Show that if a, b, n, m are Natural Numbers such that a and b are relatively prime, then a^n and b^n are relatively prime.

## Homework Equations

Relatively prime means 1 = am + bn where a and b are relatively prime. gcd(a,b) = 1

We have a couple corollaries that may be beneficial:

1. Suppose a, n are positive integers. Then a and a^n have the same prime factors.

2. Let a, n be positive integers. a^(1/n) is either an integer or it's irrational.

## The Attempt at a Solution

By definition of relatively prime, 1 = ax + by where x,y exist as integers.
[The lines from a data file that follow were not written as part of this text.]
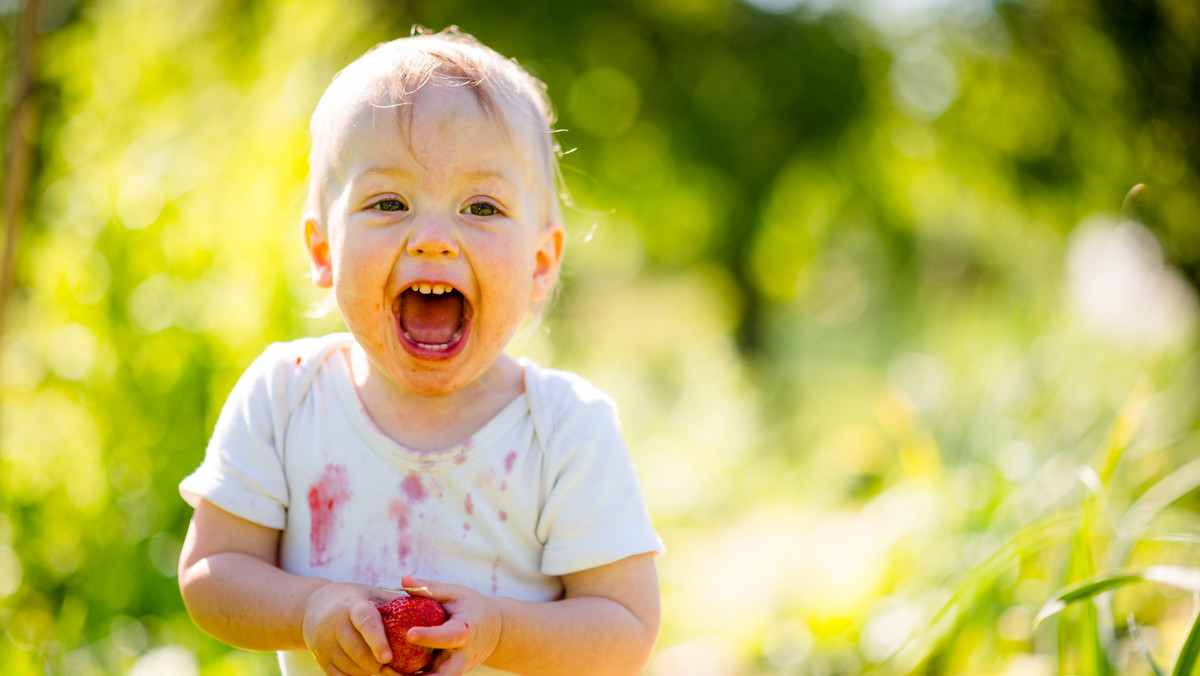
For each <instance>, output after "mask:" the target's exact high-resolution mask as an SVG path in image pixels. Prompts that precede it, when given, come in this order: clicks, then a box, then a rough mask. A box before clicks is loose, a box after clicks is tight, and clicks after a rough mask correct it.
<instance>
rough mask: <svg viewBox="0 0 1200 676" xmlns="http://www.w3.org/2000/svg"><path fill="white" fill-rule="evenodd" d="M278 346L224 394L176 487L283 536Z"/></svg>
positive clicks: (282, 476)
mask: <svg viewBox="0 0 1200 676" xmlns="http://www.w3.org/2000/svg"><path fill="white" fill-rule="evenodd" d="M282 351H283V343H276V345H272V346H271V347H269V348H268V349H266V351H265V352H264V353H263V354H262V355H260V357H259V358H258V359H256V360H254V363H253V364H251V366H250V367H248V369H247V370H246V372H245V373H242V376H241V378H239V379H238V383H236V384H235V385H234V388H233V391H230V393H229V399H228V400H226V403H224V407H223V408H222V409H221V414H220V415H218V417H217V423H216V427H215V429H214V431H212V437H211V438H210V439H209V445H208V449H206V450H205V453H204V461H203V462H202V463H200V466H199V468H198V469H196V472H193V473H192V474H191V475H188V477H187V478H185V479H184V480H182V481H180V484H179V491H180V493H181V495H182V497H184V499H186V501H187V502H188V503H190V504H192V505H193V507H194V505H196V504H198V503H199V498H204V499H208V501H209V502H211V503H214V504H216V505H217V507H220V508H221V509H224V510H226V512H229V513H230V514H234V515H236V516H240V518H242V519H246V520H248V521H253V522H256V524H259V525H262V526H266V527H269V528H278V530H282V528H283V527H284V525H286V515H287V508H288V486H287V480H286V478H284V472H283V457H282V449H281V447H280V442H281V441H282V435H283V431H284V425H286V424H287V383H286V377H287V370H286V366H284V364H283V360H284V359H286V358H287V357H286V355H283V354H281V352H282Z"/></svg>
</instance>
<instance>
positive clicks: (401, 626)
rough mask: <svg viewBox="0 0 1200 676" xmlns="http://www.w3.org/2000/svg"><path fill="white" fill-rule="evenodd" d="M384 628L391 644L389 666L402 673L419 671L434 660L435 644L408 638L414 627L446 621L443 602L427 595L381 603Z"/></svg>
mask: <svg viewBox="0 0 1200 676" xmlns="http://www.w3.org/2000/svg"><path fill="white" fill-rule="evenodd" d="M379 616H380V617H383V628H384V632H386V633H388V645H389V646H391V662H390V663H389V666H391V668H392V669H395V670H396V671H400V672H401V674H416V672H418V671H420V670H422V669H426V668H428V666H430V665H431V664H433V648H427V647H425V646H414V645H413V644H410V642H408V640H407V639H406V638H404V636H406V635H408V630H409V629H412V628H413V627H437V626H438V624H442V623H443V622H445V621H446V611H445V610H443V609H442V604H440V603H438V602H436V600H433V599H431V598H425V597H400V598H395V599H392V600H391V603H389V604H386V605H383V606H379Z"/></svg>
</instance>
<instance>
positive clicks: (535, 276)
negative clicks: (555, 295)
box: [533, 223, 565, 303]
mask: <svg viewBox="0 0 1200 676" xmlns="http://www.w3.org/2000/svg"><path fill="white" fill-rule="evenodd" d="M564 238H565V235H564V233H563V226H560V225H559V223H550V225H547V226H546V227H545V229H544V231H542V233H541V244H540V245H539V246H538V252H536V255H535V256H534V267H533V301H534V303H541V301H542V300H545V299H546V297H548V295H550V292H551V291H553V288H554V281H556V280H557V279H558V267H559V264H560V263H562V262H563V240H564Z"/></svg>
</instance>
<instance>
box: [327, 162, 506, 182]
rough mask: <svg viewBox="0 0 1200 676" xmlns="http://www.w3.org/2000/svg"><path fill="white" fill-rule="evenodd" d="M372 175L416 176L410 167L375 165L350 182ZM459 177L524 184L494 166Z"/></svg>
mask: <svg viewBox="0 0 1200 676" xmlns="http://www.w3.org/2000/svg"><path fill="white" fill-rule="evenodd" d="M517 173H518V174H523V173H522V172H520V171H518V172H517ZM372 177H384V178H391V177H397V178H402V179H409V180H410V179H413V178H414V174H413V172H409V171H408V169H403V168H401V167H389V166H374V167H367V168H365V169H362V171H361V172H359V173H356V174H354V175H353V177H350V179H349V181H348V183H353V181H356V180H361V179H365V178H372ZM458 178H460V180H466V181H480V180H487V179H499V180H502V181H504V183H506V184H509V185H511V186H514V187H521V186H522V181H520V180H514V178H512V177H511V175H509V174H508V173H505V172H502V171H500V169H493V168H482V169H476V171H473V172H464V173H461V174H458Z"/></svg>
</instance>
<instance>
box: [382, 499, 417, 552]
mask: <svg viewBox="0 0 1200 676" xmlns="http://www.w3.org/2000/svg"><path fill="white" fill-rule="evenodd" d="M408 513H409V507H408V503H407V502H406V501H403V499H400V498H396V499H394V501H391V502H390V503H389V504H388V516H390V518H391V520H392V521H395V522H396V528H397V530H398V531H400V538H398V543H397V545H396V556H397V557H398V558H400V561H404V560H407V558H408V557H409V555H412V554H413V548H412V545H410V540H412V537H413V536H412V534H410V533H409V532H408Z"/></svg>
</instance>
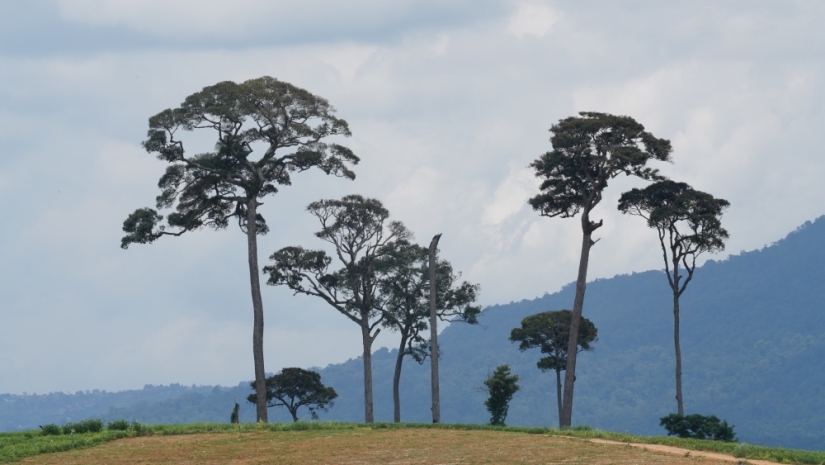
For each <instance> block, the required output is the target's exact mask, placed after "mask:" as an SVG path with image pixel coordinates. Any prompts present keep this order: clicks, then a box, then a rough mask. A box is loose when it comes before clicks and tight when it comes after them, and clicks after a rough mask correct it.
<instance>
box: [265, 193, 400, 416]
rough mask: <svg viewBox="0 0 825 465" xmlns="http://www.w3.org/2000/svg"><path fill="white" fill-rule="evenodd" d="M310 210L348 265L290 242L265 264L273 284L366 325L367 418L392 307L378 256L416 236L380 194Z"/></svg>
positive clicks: (365, 393)
mask: <svg viewBox="0 0 825 465" xmlns="http://www.w3.org/2000/svg"><path fill="white" fill-rule="evenodd" d="M307 210H308V211H309V212H310V213H312V214H313V215H315V217H317V218H318V220H319V221H320V223H321V230H320V231H318V232H317V233H315V235H316V236H317V237H319V238H320V239H322V240H324V241H327V242H329V243H330V244H332V246H333V248H334V249H335V252H334V254H335V255H334V256H335V257H336V258H338V260H339V261H340V262H341V264H342V265H343V266H342V267H341V268H340V269H338V270H335V271H330V270H329V267H330V264H331V263H332V257H330V256H329V255H327V253H326V252H324V251H323V250H306V249H304V248H302V247H285V248H283V249H281V250H279V251H277V252H275V253H274V254H272V256H271V257H270V259H271V260H272V261H273V262H274V263H273V264H272V265H269V266H266V267H264V272H266V273H268V274H269V281H267V284H269V285H272V286H287V287H288V288H290V289H292V290H293V291H295V293H296V294H305V295H311V296H315V297H320V298H321V299H323V300H324V301H325V302H326V303H328V304H329V305H330V306H332V307H333V308H334V309H335V310H337V311H339V312H340V313H341V314H342V315H344V316H346V317H347V318H349V319H350V320H351V321H352V322H354V323H355V324H357V325H358V326H359V327H360V328H361V342H362V346H363V349H364V351H363V360H364V421H366V422H367V423H371V422H372V421H373V402H372V398H373V395H372V343H373V342H374V341H375V338H376V337H377V336H378V333H379V332H380V330H381V329H380V328H379V326H380V325H381V323H382V322H383V321H384V318H385V316H386V312H385V311H384V302H383V301H382V296H381V293H380V289H379V284H380V279H381V276H379V274H378V272H377V270H376V264H377V263H376V262H377V261H378V260H379V259H381V258H382V257H384V256H385V255H387V254H388V253H389V252H391V251H392V250H393V249H394V248H395V247H396V246H397V245H398V243H399V242H401V241H408V240H409V239H410V237H411V234H410V232H409V231H407V228H406V227H405V226H404V225H403V224H401V222H398V221H389V216H390V213H389V211H388V210H387V209H386V208H384V206H383V205H382V204H381V202H379V201H378V200H375V199H366V198H364V197H362V196H360V195H348V196H345V197H343V198H342V199H341V200H320V201H318V202H313V203H311V204H310V205H309V206H308V207H307Z"/></svg>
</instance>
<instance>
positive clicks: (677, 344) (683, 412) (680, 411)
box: [673, 292, 685, 415]
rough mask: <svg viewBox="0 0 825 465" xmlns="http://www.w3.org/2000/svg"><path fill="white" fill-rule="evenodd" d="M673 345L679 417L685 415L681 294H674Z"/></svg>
mask: <svg viewBox="0 0 825 465" xmlns="http://www.w3.org/2000/svg"><path fill="white" fill-rule="evenodd" d="M673 345H674V346H675V347H676V408H677V409H678V411H679V415H684V414H685V405H684V403H683V401H682V345H681V343H680V342H679V294H678V292H674V293H673Z"/></svg>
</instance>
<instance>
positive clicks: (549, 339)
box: [510, 310, 598, 426]
mask: <svg viewBox="0 0 825 465" xmlns="http://www.w3.org/2000/svg"><path fill="white" fill-rule="evenodd" d="M571 320H572V312H571V311H570V310H557V311H550V312H541V313H537V314H535V315H531V316H528V317H526V318H524V319H523V320H521V327H519V328H513V330H512V331H510V341H511V342H519V350H520V351H522V352H524V351H525V350H527V349H533V348H538V349H540V350H541V353H543V354H546V355H547V356H546V357H542V358H541V359H540V360H539V361H538V362H537V363H536V365H537V366H538V368H539V369H540V370H541V371H547V370H554V371H555V372H556V401H557V402H556V404H557V406H558V410H559V420H561V418H562V393H561V372H562V371H563V370H565V369H566V368H567V348H568V345H569V341H570V322H571ZM578 332H579V337H578V338H577V341H576V348H577V352H581V351H583V350H592V347H591V346H590V344H591V343H592V342H595V341H596V340H598V329H596V325H594V324H593V322H592V321H590V320H588V319H587V318H584V317H582V318H581V321H580V323H579V331H578ZM559 423H560V424H559V426H562V425H561V421H559Z"/></svg>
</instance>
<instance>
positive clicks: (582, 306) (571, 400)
mask: <svg viewBox="0 0 825 465" xmlns="http://www.w3.org/2000/svg"><path fill="white" fill-rule="evenodd" d="M587 213H589V212H584V214H583V215H582V232H583V234H582V254H581V259H580V260H579V275H578V277H577V279H576V298H575V300H574V301H573V314H572V317H571V320H570V339H569V342H568V344H567V367H566V369H565V373H564V395H563V398H562V400H563V403H562V415H561V418H560V420H559V423H560V424H559V426H561V427H562V428H564V427H569V426H570V425H571V422H572V419H573V383H574V382H575V381H576V355H577V352H578V351H577V350H576V347H577V346H578V344H579V340H578V339H579V324H580V322H581V316H582V307H583V306H584V290H585V287H587V262H588V260H589V259H590V247H591V246H592V245H593V242H592V240H591V237H592V235H593V233H592V231H591V230H590V228H589V224H590V220H589V217H588V214H587Z"/></svg>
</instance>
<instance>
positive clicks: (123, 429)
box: [106, 420, 129, 431]
mask: <svg viewBox="0 0 825 465" xmlns="http://www.w3.org/2000/svg"><path fill="white" fill-rule="evenodd" d="M106 428H108V429H110V430H112V431H126V430H127V429H129V422H128V421H126V420H115V421H113V422H110V423H109V424H108V425H106Z"/></svg>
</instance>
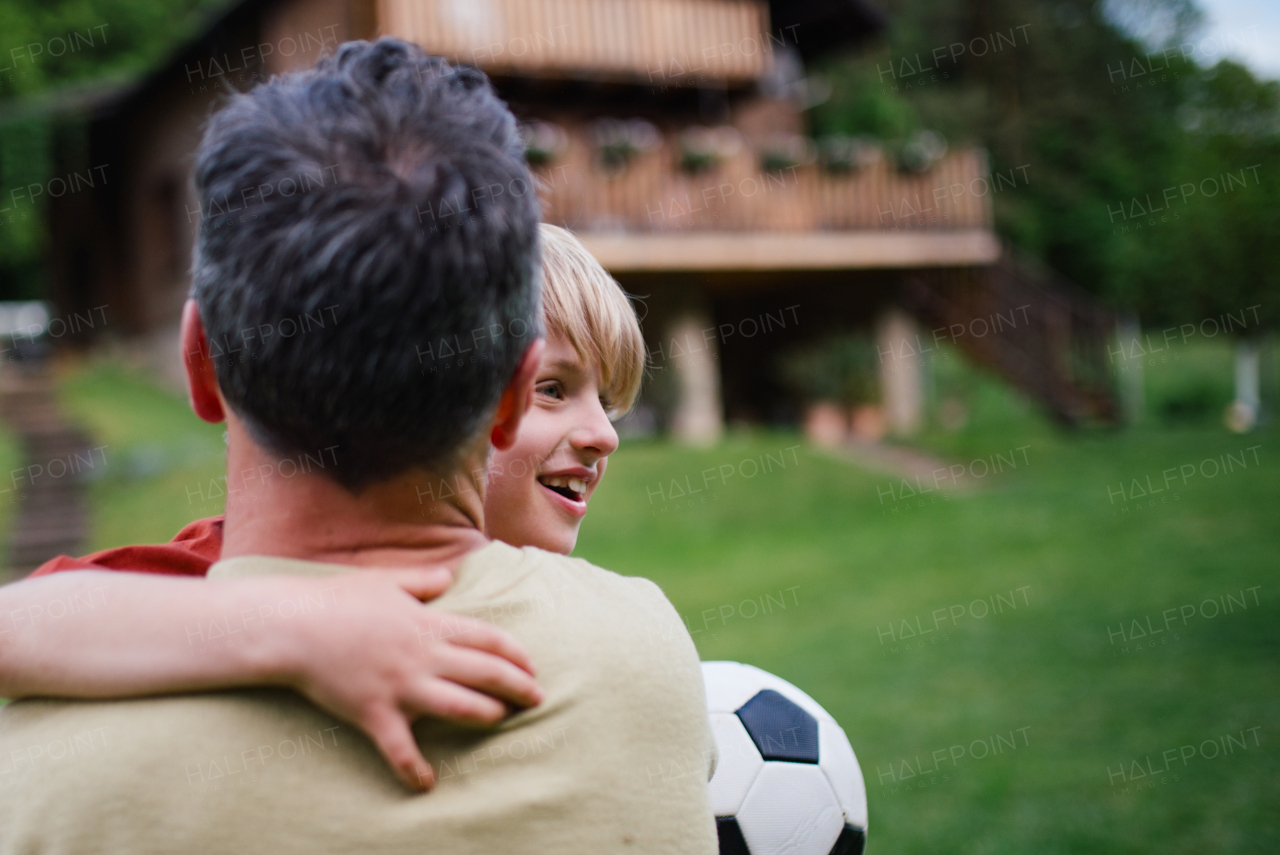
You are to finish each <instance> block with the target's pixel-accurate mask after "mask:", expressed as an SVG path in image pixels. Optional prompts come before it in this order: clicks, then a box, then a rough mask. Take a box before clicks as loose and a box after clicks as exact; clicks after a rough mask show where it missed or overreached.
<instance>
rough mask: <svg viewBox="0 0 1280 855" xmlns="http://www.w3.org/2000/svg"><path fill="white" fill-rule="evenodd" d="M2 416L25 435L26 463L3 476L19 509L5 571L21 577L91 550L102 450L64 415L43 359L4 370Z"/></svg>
mask: <svg viewBox="0 0 1280 855" xmlns="http://www.w3.org/2000/svg"><path fill="white" fill-rule="evenodd" d="M0 419H4V421H5V424H6V425H8V426H9V428H10V429H12V430H13V431H14V433H15V434H17V435H18V440H19V443H20V445H22V456H23V459H22V468H19V470H17V471H14V472H4V474H0V477H3V480H4V483H3V484H0V486H3V488H8V490H9V491H8V497H5V498H10V499H12V500H13V503H14V506H15V515H14V520H13V522H12V529H10V531H9V538H8V549H6V553H8V554H6V555H5V561H4V563H5V573H6V579H17V577H19V576H23V575H26V573H28V572H31V571H32V570H35V568H36V567H38V566H40V564H42V563H44V562H46V561H49V559H50V558H54V557H55V555H60V554H69V555H76V554H81V553H82V552H83V548H84V541H86V539H87V534H88V507H87V502H86V497H84V483H83V476H84V472H86V471H87V470H90V468H92V467H93V462H95V461H96V457H95V454H97V456H101V454H102V452H101V451H95V449H91V445H92V443H91V442H90V439H88V436H86V435H84V434H83V433H81V431H79V430H77V429H74V428H70V426H68V425H67V422H65V421H64V420H63V417H61V413H60V412H59V410H58V403H56V399H55V394H54V380H52V371H51V369H50V366H49V365H47V362H46V360H45V358H41V357H40V356H33V357H29V358H26V360H23V361H20V362H12V364H8V365H5V366H3V369H0ZM86 461H87V462H86ZM102 465H105V459H104V461H102ZM37 467H38V468H37Z"/></svg>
By the fundamental theorem o arithmetic:

a = p1*p2*...*pm where this is the unique prime factorization.

b = p1*p2*...*pd

m,d are natural numbers.

By the corollarly, a^n = p1^n*p2^n*...*pm^n

b^n = p1^n*p2^n*...*pd^n

So we start with

1 = ax + by

1 = (p1*p2*...*pm)*x + (p1*p2*...*pd)y****All I have left to do is find the way to raise this to the power of n. If I can raise it such that

1^n = (ax)^n + (by)^n the proof is done, easily, with what I have set up.

**Question:**Is this step needed? Can I just use the corollary to say that "by the corollary" since a and a^n have the same prime factorization and b and b^n have the same prime factorization, then we see a^n and b^n must be relatively prime?